Verveelde militairen tussen hardlopers en toeristen in Washington: 'Wat een geld kost dit'
In dit artikel:
Militairen en federale opsporingsdiensten zijn de afgelopen dagen zichtbaar aanwezig in het hart van Washington DC en in enkele woonwijken. Op de National Mall, bij het Capitool, het Lincoln Memorial en voor Union Station staan gepantserde voertuigen, Hummers en een Swat-busje; soldaten patrouilleren tussen toeristen en joggers en poseren vaak op fotogenieke plekken. Veel bewoners vinden de inzet overdreven en zien het als een politiek schouwspel nadat president Trump een noodsituatie uitriep vanwege een vermeende criminaliteitsgolf.
Langslopende bewoners reageren geïrriteerd of verontwaardigd: enkelen benaderen de militairen met borden en kleinere protesten, anderen noemen hen pionnen in een politiek spel. Vrijwel alle getuigen benadrukken dat de Mall tot de veiligste delen van de stad behoort en dat echte veiligheidsproblemen vooral in specifieke buurten zitten — volgens bewoners eerder te maken met wapengeweld dan met het algemene straatbeeld dat in het Witte Huis wordt geschetst.
Naast de militaire aanwezigheid patrouilleren ook federale diensten zoals de FBI, DEA, Homeland Security en ICE in woonwijken en zetten ze controleposten op. Daarbij ligt de nadruk opvallend vaak op immigranten: The Wall Street Journal meldt dat iets minder dan de helft van de aanhoudingen bij checkpoints mensen met een migratieachtergrond betrof. Op sociale media circuleren schokkende beelden van heftige arrestaties, onder meer van een Venezolaanse maaltijdkoerier die met een taser en hardhandig werd afgevoerd, wat tot verontwaardiging en confrontaties in buurten als Columbia Heights leidde.

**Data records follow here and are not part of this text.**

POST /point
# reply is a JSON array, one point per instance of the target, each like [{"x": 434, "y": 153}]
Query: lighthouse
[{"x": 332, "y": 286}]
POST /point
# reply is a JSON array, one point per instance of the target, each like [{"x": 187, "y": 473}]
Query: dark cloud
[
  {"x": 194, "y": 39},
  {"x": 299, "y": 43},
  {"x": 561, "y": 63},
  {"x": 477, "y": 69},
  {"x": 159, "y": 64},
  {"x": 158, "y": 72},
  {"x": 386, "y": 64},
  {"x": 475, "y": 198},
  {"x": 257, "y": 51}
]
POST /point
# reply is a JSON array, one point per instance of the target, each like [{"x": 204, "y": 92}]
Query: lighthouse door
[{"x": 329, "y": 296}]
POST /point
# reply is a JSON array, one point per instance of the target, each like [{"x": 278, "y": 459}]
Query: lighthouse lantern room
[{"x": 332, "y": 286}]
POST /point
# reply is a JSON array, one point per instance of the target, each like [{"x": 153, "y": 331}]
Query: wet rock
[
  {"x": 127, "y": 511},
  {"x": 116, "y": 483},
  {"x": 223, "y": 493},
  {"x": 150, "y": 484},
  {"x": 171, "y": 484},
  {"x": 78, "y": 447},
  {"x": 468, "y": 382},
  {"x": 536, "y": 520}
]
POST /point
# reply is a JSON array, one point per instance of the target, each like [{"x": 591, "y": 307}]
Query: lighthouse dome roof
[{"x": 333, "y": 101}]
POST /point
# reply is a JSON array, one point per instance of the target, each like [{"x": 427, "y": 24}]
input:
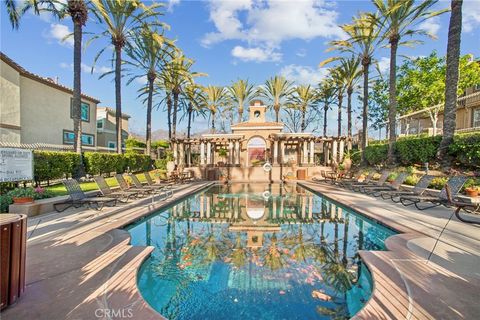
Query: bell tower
[{"x": 257, "y": 112}]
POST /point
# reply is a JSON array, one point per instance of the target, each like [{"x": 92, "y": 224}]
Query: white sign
[{"x": 16, "y": 165}]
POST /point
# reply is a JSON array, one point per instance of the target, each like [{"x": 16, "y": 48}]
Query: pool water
[{"x": 256, "y": 251}]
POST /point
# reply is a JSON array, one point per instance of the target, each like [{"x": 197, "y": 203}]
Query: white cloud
[
  {"x": 87, "y": 68},
  {"x": 255, "y": 54},
  {"x": 58, "y": 32},
  {"x": 303, "y": 74},
  {"x": 267, "y": 23},
  {"x": 431, "y": 25},
  {"x": 384, "y": 64},
  {"x": 471, "y": 15}
]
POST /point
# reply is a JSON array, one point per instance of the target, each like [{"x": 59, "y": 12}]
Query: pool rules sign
[{"x": 16, "y": 165}]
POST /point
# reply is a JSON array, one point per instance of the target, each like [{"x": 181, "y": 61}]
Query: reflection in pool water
[{"x": 253, "y": 251}]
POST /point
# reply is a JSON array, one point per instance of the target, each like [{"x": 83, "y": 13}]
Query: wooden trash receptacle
[
  {"x": 301, "y": 174},
  {"x": 13, "y": 233}
]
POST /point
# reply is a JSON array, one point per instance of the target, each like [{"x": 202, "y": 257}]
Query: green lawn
[{"x": 59, "y": 189}]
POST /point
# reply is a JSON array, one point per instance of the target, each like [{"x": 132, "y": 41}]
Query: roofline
[{"x": 27, "y": 74}]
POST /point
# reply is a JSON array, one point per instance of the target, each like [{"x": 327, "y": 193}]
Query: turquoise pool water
[{"x": 256, "y": 251}]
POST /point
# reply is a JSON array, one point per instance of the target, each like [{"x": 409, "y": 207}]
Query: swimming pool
[{"x": 256, "y": 251}]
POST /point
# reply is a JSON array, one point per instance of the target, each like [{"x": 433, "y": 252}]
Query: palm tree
[
  {"x": 214, "y": 98},
  {"x": 398, "y": 19},
  {"x": 338, "y": 77},
  {"x": 451, "y": 82},
  {"x": 326, "y": 95},
  {"x": 363, "y": 34},
  {"x": 148, "y": 52},
  {"x": 121, "y": 21},
  {"x": 78, "y": 11},
  {"x": 240, "y": 92},
  {"x": 276, "y": 89},
  {"x": 304, "y": 97}
]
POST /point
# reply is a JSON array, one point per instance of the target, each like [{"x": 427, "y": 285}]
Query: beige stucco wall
[
  {"x": 46, "y": 113},
  {"x": 9, "y": 103}
]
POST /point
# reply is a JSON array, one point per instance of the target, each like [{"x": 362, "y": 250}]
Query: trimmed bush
[
  {"x": 417, "y": 150},
  {"x": 49, "y": 165},
  {"x": 376, "y": 154}
]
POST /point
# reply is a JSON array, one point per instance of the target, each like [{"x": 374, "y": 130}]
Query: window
[
  {"x": 84, "y": 111},
  {"x": 476, "y": 118},
  {"x": 87, "y": 139}
]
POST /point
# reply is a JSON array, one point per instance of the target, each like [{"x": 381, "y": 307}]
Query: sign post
[{"x": 16, "y": 165}]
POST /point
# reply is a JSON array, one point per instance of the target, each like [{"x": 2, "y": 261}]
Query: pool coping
[{"x": 389, "y": 269}]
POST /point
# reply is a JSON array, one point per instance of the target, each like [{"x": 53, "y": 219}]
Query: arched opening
[{"x": 256, "y": 151}]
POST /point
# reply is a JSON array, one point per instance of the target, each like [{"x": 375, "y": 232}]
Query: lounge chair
[
  {"x": 78, "y": 198},
  {"x": 125, "y": 187},
  {"x": 166, "y": 186},
  {"x": 417, "y": 190},
  {"x": 122, "y": 196},
  {"x": 378, "y": 183},
  {"x": 395, "y": 185},
  {"x": 454, "y": 184}
]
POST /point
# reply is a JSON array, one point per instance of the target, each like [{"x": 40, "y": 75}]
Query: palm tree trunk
[
  {"x": 190, "y": 113},
  {"x": 118, "y": 96},
  {"x": 174, "y": 117},
  {"x": 392, "y": 110},
  {"x": 451, "y": 82},
  {"x": 365, "y": 110},
  {"x": 349, "y": 117},
  {"x": 148, "y": 134},
  {"x": 302, "y": 125},
  {"x": 169, "y": 116},
  {"x": 325, "y": 110},
  {"x": 340, "y": 101}
]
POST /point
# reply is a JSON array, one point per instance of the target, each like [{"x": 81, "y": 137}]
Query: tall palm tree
[
  {"x": 398, "y": 19},
  {"x": 363, "y": 36},
  {"x": 148, "y": 52},
  {"x": 215, "y": 97},
  {"x": 78, "y": 12},
  {"x": 338, "y": 77},
  {"x": 451, "y": 82},
  {"x": 326, "y": 96},
  {"x": 240, "y": 92},
  {"x": 276, "y": 89},
  {"x": 304, "y": 97},
  {"x": 120, "y": 23}
]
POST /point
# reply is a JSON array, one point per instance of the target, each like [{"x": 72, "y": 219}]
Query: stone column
[
  {"x": 334, "y": 151},
  {"x": 312, "y": 152},
  {"x": 209, "y": 153},
  {"x": 230, "y": 152},
  {"x": 275, "y": 151},
  {"x": 341, "y": 150},
  {"x": 202, "y": 153},
  {"x": 305, "y": 152}
]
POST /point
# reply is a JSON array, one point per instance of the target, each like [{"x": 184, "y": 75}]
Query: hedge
[{"x": 465, "y": 150}]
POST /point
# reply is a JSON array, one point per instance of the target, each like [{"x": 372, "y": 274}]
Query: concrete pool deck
[
  {"x": 80, "y": 265},
  {"x": 405, "y": 285}
]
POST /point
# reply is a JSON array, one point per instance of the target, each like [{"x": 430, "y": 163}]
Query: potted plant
[{"x": 472, "y": 191}]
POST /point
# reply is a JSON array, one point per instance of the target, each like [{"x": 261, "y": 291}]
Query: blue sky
[{"x": 228, "y": 40}]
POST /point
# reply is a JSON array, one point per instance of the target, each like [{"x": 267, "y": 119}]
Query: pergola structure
[{"x": 281, "y": 149}]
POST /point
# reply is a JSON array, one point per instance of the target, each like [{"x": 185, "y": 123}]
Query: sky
[{"x": 229, "y": 40}]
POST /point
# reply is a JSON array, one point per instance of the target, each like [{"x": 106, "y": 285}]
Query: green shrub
[
  {"x": 49, "y": 165},
  {"x": 417, "y": 150},
  {"x": 411, "y": 180},
  {"x": 465, "y": 149},
  {"x": 376, "y": 154},
  {"x": 438, "y": 183}
]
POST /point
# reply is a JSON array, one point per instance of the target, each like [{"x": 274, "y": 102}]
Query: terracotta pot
[
  {"x": 471, "y": 192},
  {"x": 22, "y": 200}
]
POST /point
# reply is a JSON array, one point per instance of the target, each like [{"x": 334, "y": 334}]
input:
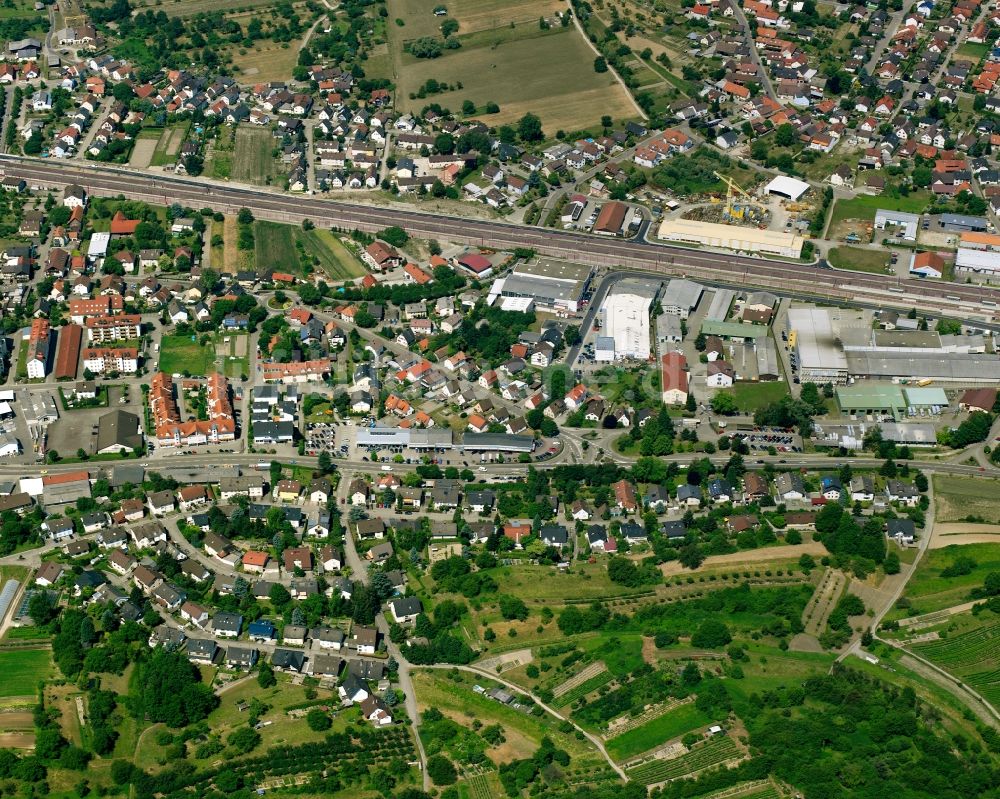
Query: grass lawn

De voortdurende acties leiden tot frustratie over kosten en prioriteiten: straatverkopers — veelal latino’s — ontbreken, metro-ingangen tonen tweetalige informatie over rechten bij aanhouding, en buurtbewoners roepen dat de middelen beter aan structurele problemen besteed kunnen worden. De toon is er een van onbehagen: bewoners willen veiligheid, maar niet het gevoel dat hun stad wordt ingezet voor een politieke boodschap.